Si on en croit le déroulé de la post-production, la musique originale du film allait suivre exactement le même chemin. Et c’est vrai qu’à bien des égards, la partition, dans son déséquilibre qualitatif, ressemble à ce qu’elle illustre. Originalement, c’est un collaborateur de longue date de Ang Lee, le compositeur canadien Mychael Danna, qui devait écrire la musique. Mais face à son approche non-traditionnelle impliquant du taiko japonais, des percussions africaines et du chant oriental, sans doute pour souligner la singularité de l’alter ego tout vert bouillonnant à l’intérieur de Bruce, plusieurs exécutifs de Universal Pictures ont purement et simplement rejeté ses propositions et contacté en urgence Danny Elfman, qui avait déjà créé deux bandes originales inoubliables pour des films de super-héros: Batman (1989) & Batman Returns (1992) et Spider-Man (2002).

Conservant de nombreuses idées de son prédécesseur – par respect pour son travail – et pour gagner du temps, le célèbre compositeur a dû délivrer une version finale de la musique en 37 jours. Comme tout dans Hulk, la partition a connu des fortunes diverses auprès de la presse spécialisée: les morceaux sonnent parfois déconnectés les uns des autres, les scènes d’actions sont accompagnées de manière assez classique, sans originalité et sans identité particulière, et l’émotion est rarement au rendez-vous.

Danny Elfman a un talent singulier pour synthétiser en une mélodie l’identité d’un personnage…

À une magnifique exception près. Danny Elfman a un talent singulier pour synthétiser en une mélodie l’identité d’un personnage, sa psychologie, sa trajectoire, même ses pouvoirs. D’ailleurs, seuls les «Main Titles» de Hulk, et ses itérations ultérieures, ont échappé sans surprise à l’ire des plus virulentes critiques.

Le thème principal est une simple gamme descendante entonnée par les bois en léger crescendo. Autrement dit, les notes sont de plus en plus graves et de plus en plus fortes, décrivant de façon presque enfantine quelque chose qui grandit. Et ce motif en cascade à la beauté éthérée subit de nombreuses variations, voyage au sein des cordes et des cuivres, se parant à chaque fois de nouvelles couleurs. Le génie rythmique de Elfman, sa sensibilité et sa science de l’orchestration parviennent à connecter en ces quelques notes répétées toutes les ambitions épiques et inabouties du film.
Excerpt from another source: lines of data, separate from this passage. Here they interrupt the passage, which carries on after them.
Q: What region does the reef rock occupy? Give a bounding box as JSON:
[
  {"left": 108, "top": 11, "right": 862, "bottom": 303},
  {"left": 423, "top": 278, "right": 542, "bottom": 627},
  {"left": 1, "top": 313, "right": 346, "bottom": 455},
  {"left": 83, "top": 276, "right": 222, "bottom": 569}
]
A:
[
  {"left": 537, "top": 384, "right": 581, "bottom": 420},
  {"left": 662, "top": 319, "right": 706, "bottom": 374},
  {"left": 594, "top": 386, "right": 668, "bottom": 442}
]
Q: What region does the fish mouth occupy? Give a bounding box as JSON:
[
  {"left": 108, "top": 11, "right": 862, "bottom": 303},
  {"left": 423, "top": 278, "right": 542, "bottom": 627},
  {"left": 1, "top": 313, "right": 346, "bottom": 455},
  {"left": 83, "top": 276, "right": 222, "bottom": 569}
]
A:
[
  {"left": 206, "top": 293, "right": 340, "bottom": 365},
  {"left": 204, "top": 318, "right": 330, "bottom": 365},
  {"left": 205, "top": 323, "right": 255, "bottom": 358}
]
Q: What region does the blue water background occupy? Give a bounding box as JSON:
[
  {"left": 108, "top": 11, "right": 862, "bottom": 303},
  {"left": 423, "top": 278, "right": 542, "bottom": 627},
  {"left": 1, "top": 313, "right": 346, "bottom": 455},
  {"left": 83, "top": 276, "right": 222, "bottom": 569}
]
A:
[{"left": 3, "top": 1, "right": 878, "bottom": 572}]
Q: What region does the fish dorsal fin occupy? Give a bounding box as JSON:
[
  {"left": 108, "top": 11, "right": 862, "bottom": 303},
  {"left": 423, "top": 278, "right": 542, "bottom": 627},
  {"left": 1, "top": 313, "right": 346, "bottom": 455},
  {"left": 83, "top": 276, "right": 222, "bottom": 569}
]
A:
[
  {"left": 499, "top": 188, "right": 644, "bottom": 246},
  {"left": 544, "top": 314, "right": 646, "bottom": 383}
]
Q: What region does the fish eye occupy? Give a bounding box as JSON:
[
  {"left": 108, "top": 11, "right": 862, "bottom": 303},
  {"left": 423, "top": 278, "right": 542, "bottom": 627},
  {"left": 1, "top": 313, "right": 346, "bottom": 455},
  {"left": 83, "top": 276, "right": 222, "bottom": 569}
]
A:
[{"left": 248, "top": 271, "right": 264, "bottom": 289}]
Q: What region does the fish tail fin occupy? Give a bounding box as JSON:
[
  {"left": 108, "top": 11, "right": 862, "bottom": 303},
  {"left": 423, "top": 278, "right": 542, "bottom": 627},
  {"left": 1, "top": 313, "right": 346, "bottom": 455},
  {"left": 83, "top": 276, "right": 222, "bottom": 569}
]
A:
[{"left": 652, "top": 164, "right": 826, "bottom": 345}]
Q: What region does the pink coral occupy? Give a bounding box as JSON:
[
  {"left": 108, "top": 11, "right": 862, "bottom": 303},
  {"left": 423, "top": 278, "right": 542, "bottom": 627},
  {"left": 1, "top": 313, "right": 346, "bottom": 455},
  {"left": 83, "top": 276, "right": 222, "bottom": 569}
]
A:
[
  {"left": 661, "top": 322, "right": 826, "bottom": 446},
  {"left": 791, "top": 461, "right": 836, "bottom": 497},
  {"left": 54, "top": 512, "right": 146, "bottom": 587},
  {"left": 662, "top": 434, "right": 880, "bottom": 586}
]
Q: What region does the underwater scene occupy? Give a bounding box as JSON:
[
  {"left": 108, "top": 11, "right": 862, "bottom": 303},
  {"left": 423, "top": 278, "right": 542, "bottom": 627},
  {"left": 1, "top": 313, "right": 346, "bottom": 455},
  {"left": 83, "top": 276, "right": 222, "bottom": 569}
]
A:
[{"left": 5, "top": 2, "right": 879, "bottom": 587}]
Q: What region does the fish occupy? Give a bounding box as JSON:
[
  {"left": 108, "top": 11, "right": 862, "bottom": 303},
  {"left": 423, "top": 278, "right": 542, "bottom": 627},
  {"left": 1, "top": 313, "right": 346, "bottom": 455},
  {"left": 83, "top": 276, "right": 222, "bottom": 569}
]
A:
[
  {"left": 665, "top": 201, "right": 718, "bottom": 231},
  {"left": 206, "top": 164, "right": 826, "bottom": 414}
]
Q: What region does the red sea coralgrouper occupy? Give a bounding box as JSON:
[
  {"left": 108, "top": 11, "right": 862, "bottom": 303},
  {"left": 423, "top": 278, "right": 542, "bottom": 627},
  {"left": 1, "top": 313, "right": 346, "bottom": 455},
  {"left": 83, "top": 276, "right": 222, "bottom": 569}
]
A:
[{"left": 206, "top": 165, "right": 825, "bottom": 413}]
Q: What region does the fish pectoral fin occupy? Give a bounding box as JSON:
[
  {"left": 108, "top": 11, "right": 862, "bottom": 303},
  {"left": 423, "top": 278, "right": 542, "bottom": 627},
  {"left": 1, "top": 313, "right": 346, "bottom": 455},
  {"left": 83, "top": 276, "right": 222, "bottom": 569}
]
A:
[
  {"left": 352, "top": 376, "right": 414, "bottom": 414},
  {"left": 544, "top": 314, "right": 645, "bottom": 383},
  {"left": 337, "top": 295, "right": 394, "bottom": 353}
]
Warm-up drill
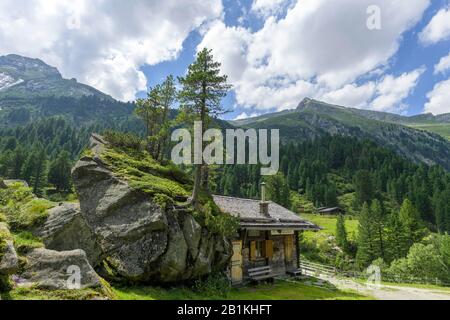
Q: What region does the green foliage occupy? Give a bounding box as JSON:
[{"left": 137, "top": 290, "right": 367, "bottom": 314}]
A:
[
  {"left": 398, "top": 199, "right": 428, "bottom": 248},
  {"left": 0, "top": 223, "right": 13, "bottom": 292},
  {"left": 193, "top": 272, "right": 231, "bottom": 298},
  {"left": 13, "top": 231, "right": 44, "bottom": 255},
  {"left": 48, "top": 151, "right": 72, "bottom": 192},
  {"left": 178, "top": 48, "right": 232, "bottom": 204},
  {"left": 113, "top": 280, "right": 369, "bottom": 300},
  {"left": 0, "top": 183, "right": 54, "bottom": 232},
  {"left": 103, "top": 130, "right": 143, "bottom": 151},
  {"left": 100, "top": 145, "right": 190, "bottom": 199},
  {"left": 356, "top": 203, "right": 378, "bottom": 269},
  {"left": 264, "top": 173, "right": 291, "bottom": 208},
  {"left": 193, "top": 200, "right": 239, "bottom": 238},
  {"left": 388, "top": 243, "right": 448, "bottom": 282},
  {"left": 336, "top": 215, "right": 349, "bottom": 252},
  {"left": 354, "top": 170, "right": 373, "bottom": 207}
]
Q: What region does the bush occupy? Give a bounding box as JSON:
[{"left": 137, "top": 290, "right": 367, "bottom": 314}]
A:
[
  {"left": 103, "top": 130, "right": 143, "bottom": 151},
  {"left": 193, "top": 272, "right": 231, "bottom": 298},
  {"left": 387, "top": 243, "right": 448, "bottom": 283},
  {"left": 194, "top": 200, "right": 239, "bottom": 238}
]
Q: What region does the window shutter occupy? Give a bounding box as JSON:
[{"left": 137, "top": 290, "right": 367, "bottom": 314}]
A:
[
  {"left": 250, "top": 241, "right": 257, "bottom": 261},
  {"left": 264, "top": 240, "right": 274, "bottom": 260}
]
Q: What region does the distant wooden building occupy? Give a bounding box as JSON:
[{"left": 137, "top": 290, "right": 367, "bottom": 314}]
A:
[
  {"left": 214, "top": 184, "right": 319, "bottom": 285},
  {"left": 316, "top": 207, "right": 344, "bottom": 215}
]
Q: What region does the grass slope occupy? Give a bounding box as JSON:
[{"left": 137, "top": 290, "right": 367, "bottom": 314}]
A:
[
  {"left": 113, "top": 279, "right": 370, "bottom": 300},
  {"left": 408, "top": 123, "right": 450, "bottom": 140}
]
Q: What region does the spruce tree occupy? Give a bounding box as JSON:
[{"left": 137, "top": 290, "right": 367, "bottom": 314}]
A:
[
  {"left": 356, "top": 202, "right": 377, "bottom": 268},
  {"left": 178, "top": 48, "right": 231, "bottom": 205},
  {"left": 336, "top": 214, "right": 349, "bottom": 253},
  {"left": 399, "top": 199, "right": 426, "bottom": 248},
  {"left": 48, "top": 151, "right": 72, "bottom": 192}
]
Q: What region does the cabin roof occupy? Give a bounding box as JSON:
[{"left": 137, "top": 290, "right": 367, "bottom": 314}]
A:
[{"left": 213, "top": 195, "right": 320, "bottom": 231}]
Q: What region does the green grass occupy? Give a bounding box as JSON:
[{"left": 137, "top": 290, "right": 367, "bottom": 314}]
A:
[
  {"left": 13, "top": 231, "right": 44, "bottom": 254},
  {"left": 301, "top": 213, "right": 359, "bottom": 241},
  {"left": 113, "top": 279, "right": 370, "bottom": 300},
  {"left": 0, "top": 287, "right": 108, "bottom": 300},
  {"left": 409, "top": 123, "right": 450, "bottom": 140}
]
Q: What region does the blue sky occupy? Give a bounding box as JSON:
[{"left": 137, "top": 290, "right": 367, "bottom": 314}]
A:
[
  {"left": 141, "top": 0, "right": 450, "bottom": 119},
  {"left": 1, "top": 0, "right": 449, "bottom": 118}
]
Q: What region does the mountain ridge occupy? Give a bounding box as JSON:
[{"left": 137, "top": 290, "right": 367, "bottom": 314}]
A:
[
  {"left": 230, "top": 98, "right": 450, "bottom": 170},
  {"left": 0, "top": 54, "right": 112, "bottom": 100}
]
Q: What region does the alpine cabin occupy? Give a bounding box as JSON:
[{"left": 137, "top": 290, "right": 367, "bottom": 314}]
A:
[{"left": 214, "top": 183, "right": 320, "bottom": 285}]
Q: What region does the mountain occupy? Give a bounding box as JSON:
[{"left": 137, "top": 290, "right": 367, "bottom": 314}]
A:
[
  {"left": 0, "top": 55, "right": 138, "bottom": 128},
  {"left": 230, "top": 98, "right": 450, "bottom": 170},
  {"left": 0, "top": 54, "right": 111, "bottom": 100}
]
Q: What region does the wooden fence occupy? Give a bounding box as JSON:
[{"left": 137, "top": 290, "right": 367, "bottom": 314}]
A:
[{"left": 300, "top": 260, "right": 450, "bottom": 288}]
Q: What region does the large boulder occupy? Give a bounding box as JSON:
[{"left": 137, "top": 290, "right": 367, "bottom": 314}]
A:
[
  {"left": 64, "top": 135, "right": 232, "bottom": 283},
  {"left": 20, "top": 248, "right": 103, "bottom": 290},
  {"left": 41, "top": 203, "right": 102, "bottom": 266},
  {"left": 0, "top": 223, "right": 19, "bottom": 276}
]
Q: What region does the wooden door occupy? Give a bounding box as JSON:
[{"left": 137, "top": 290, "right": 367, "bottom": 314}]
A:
[{"left": 231, "top": 240, "right": 243, "bottom": 284}]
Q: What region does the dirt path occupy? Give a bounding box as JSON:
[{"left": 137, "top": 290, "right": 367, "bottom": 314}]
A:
[{"left": 319, "top": 275, "right": 450, "bottom": 300}]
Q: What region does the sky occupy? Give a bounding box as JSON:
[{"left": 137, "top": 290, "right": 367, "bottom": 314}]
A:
[{"left": 0, "top": 0, "right": 450, "bottom": 120}]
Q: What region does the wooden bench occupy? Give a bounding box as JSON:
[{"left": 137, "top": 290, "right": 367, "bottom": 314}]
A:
[{"left": 248, "top": 266, "right": 276, "bottom": 282}]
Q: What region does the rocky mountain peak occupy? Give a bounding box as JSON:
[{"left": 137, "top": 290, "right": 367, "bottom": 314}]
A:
[{"left": 0, "top": 54, "right": 62, "bottom": 81}]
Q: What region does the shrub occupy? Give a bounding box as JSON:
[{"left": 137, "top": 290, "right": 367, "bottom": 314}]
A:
[
  {"left": 193, "top": 272, "right": 231, "bottom": 298},
  {"left": 194, "top": 201, "right": 239, "bottom": 238},
  {"left": 103, "top": 130, "right": 143, "bottom": 151}
]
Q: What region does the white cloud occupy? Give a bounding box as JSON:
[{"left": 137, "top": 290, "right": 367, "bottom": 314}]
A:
[
  {"left": 199, "top": 0, "right": 429, "bottom": 112},
  {"left": 371, "top": 68, "right": 425, "bottom": 112},
  {"left": 322, "top": 83, "right": 376, "bottom": 108},
  {"left": 234, "top": 111, "right": 260, "bottom": 120},
  {"left": 0, "top": 0, "right": 222, "bottom": 101},
  {"left": 425, "top": 78, "right": 450, "bottom": 115},
  {"left": 434, "top": 52, "right": 450, "bottom": 74},
  {"left": 251, "top": 0, "right": 292, "bottom": 18},
  {"left": 419, "top": 7, "right": 450, "bottom": 45},
  {"left": 321, "top": 68, "right": 424, "bottom": 112}
]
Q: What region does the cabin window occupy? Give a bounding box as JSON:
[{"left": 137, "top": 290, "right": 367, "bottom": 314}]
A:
[
  {"left": 250, "top": 240, "right": 264, "bottom": 260},
  {"left": 250, "top": 240, "right": 273, "bottom": 261}
]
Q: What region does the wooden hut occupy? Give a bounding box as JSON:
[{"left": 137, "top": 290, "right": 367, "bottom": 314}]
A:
[{"left": 213, "top": 184, "right": 319, "bottom": 285}]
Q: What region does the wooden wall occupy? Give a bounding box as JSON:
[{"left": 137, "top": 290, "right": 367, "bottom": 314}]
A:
[{"left": 239, "top": 230, "right": 299, "bottom": 279}]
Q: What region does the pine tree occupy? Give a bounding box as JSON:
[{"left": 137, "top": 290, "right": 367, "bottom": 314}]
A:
[
  {"left": 178, "top": 48, "right": 231, "bottom": 205},
  {"left": 356, "top": 203, "right": 377, "bottom": 268},
  {"left": 265, "top": 173, "right": 291, "bottom": 208},
  {"left": 48, "top": 151, "right": 72, "bottom": 192},
  {"left": 30, "top": 148, "right": 48, "bottom": 197},
  {"left": 336, "top": 214, "right": 349, "bottom": 253},
  {"left": 399, "top": 199, "right": 427, "bottom": 248},
  {"left": 355, "top": 170, "right": 373, "bottom": 206},
  {"left": 371, "top": 199, "right": 386, "bottom": 259}
]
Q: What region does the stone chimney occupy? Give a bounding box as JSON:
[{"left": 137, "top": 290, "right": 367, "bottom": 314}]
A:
[{"left": 259, "top": 182, "right": 270, "bottom": 217}]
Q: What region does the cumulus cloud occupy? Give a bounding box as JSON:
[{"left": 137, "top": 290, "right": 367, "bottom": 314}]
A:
[
  {"left": 321, "top": 68, "right": 424, "bottom": 112},
  {"left": 0, "top": 0, "right": 222, "bottom": 101},
  {"left": 419, "top": 7, "right": 450, "bottom": 45},
  {"left": 251, "top": 0, "right": 293, "bottom": 18},
  {"left": 425, "top": 78, "right": 450, "bottom": 115},
  {"left": 199, "top": 0, "right": 429, "bottom": 112},
  {"left": 434, "top": 52, "right": 450, "bottom": 74},
  {"left": 370, "top": 68, "right": 425, "bottom": 112}
]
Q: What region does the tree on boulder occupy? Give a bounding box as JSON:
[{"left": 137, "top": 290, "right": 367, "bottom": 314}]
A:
[{"left": 178, "top": 48, "right": 232, "bottom": 205}]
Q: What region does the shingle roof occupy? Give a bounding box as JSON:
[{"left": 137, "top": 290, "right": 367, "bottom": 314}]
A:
[{"left": 213, "top": 195, "right": 319, "bottom": 231}]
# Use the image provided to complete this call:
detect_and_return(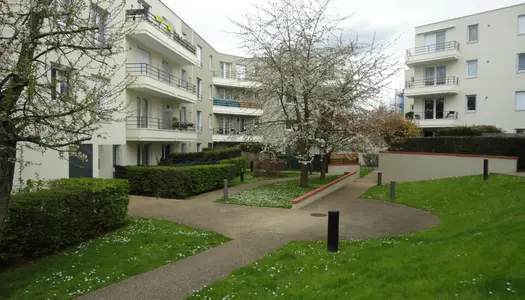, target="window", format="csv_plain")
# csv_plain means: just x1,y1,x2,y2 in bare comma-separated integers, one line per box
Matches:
196,78,202,100
518,54,525,72
161,144,171,160
285,122,292,130
468,24,478,42
196,46,202,67
218,88,232,99
466,95,476,112
90,76,110,114
515,129,525,134
209,85,212,100
208,143,213,149
179,106,186,122
209,55,213,70
424,31,446,52
516,91,525,111
208,114,212,129
197,143,202,152
519,15,525,34
112,145,121,166
181,69,187,89
236,64,246,80
220,62,232,79
467,60,478,77
137,144,150,166
196,111,202,131
51,67,69,100
181,143,187,153
54,0,73,25
91,4,107,45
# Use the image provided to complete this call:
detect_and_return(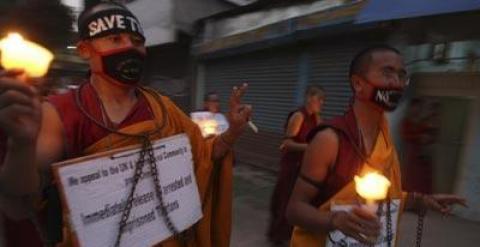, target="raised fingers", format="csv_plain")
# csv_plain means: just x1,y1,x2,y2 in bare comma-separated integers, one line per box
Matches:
229,83,248,109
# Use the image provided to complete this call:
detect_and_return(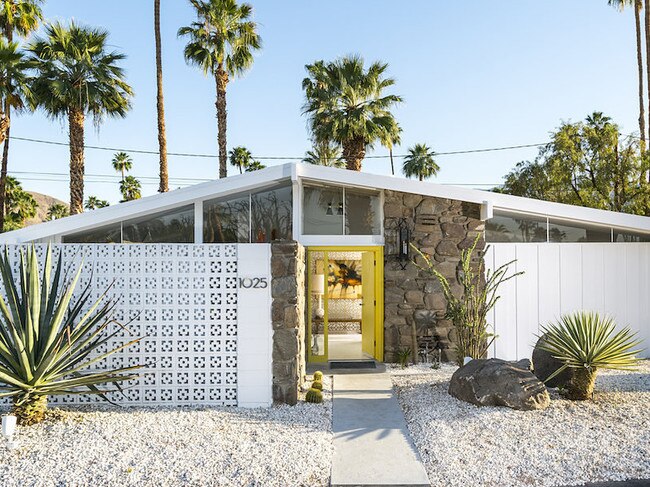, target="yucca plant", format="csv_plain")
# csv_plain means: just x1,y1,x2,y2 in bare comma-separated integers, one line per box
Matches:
413,235,523,366
0,245,142,425
539,311,643,400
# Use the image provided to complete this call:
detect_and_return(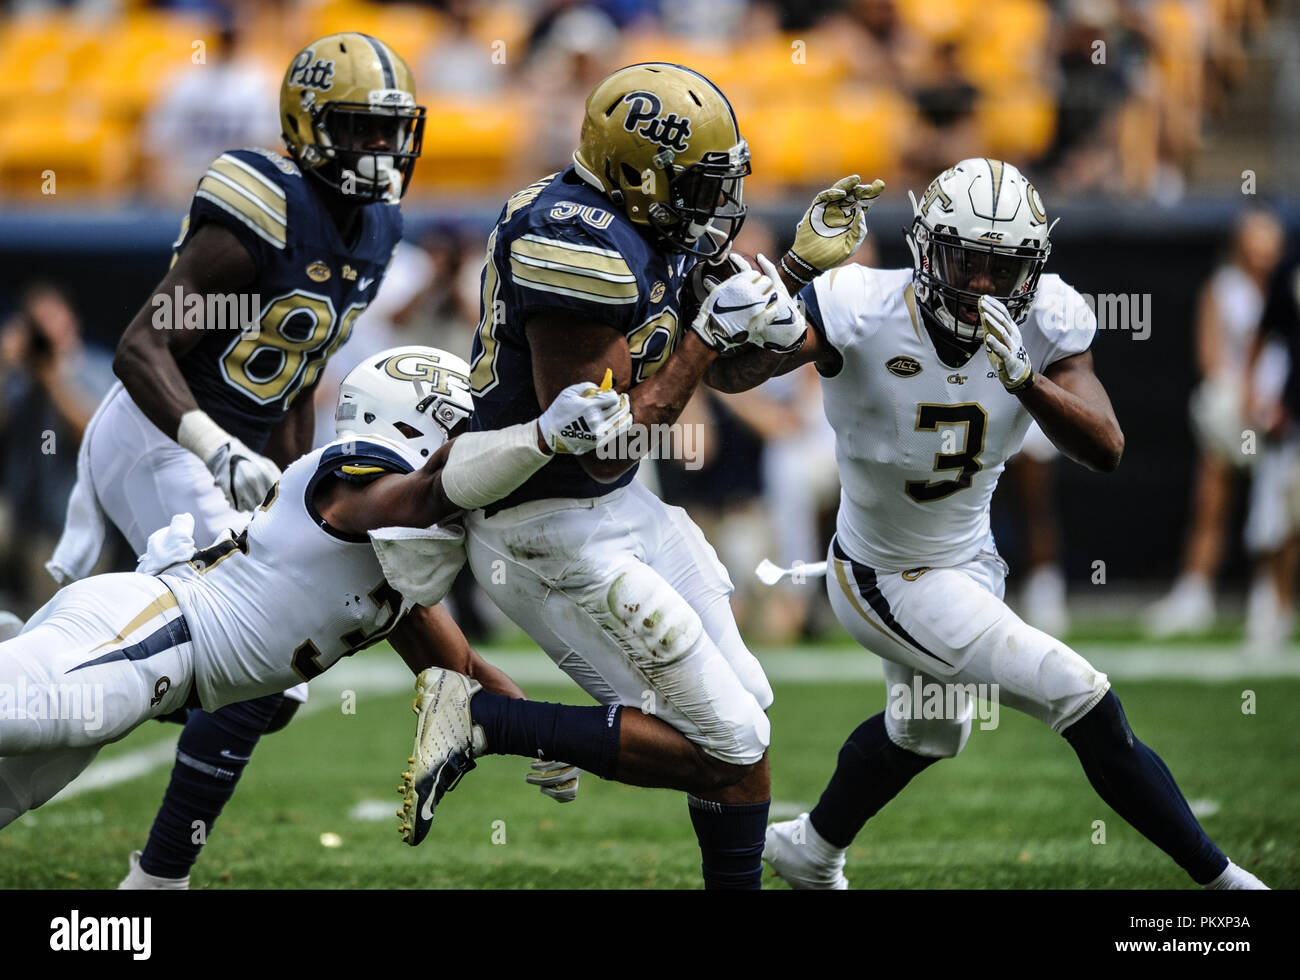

Quand j’écoute cette musique, j’entends l’enfant traumatisé qui hurle à l’intérieur de Bruce Banner, j’entends son admiration et son affection complexe pour son père, où se mélange aussi la peur et la haine, j’entends la dimension cosmique et mythologique de sa transformation, j’entends sa force inarrêtable, j’entends son angoisse et sa lutte intérieure, j’entends quelque chose qui dépasse le commun de l’expérience humaine, j’entends l’étrangeté du soi, je l’entends même être grisé par la liberté que lui confère son immense pouvoir, j’entends le destin en marche, j’entends les rayons gamma qui bouleversent son ADN, j’entends les souvenirs qu’il a essayé en vain d’annihiler, j’entends cette porte qu’il observait, caché sous une table, derrière laquelle un horrible drame familial grondait, pulsait, inexorable, inévitable, j’entends toutes les nuances de vert.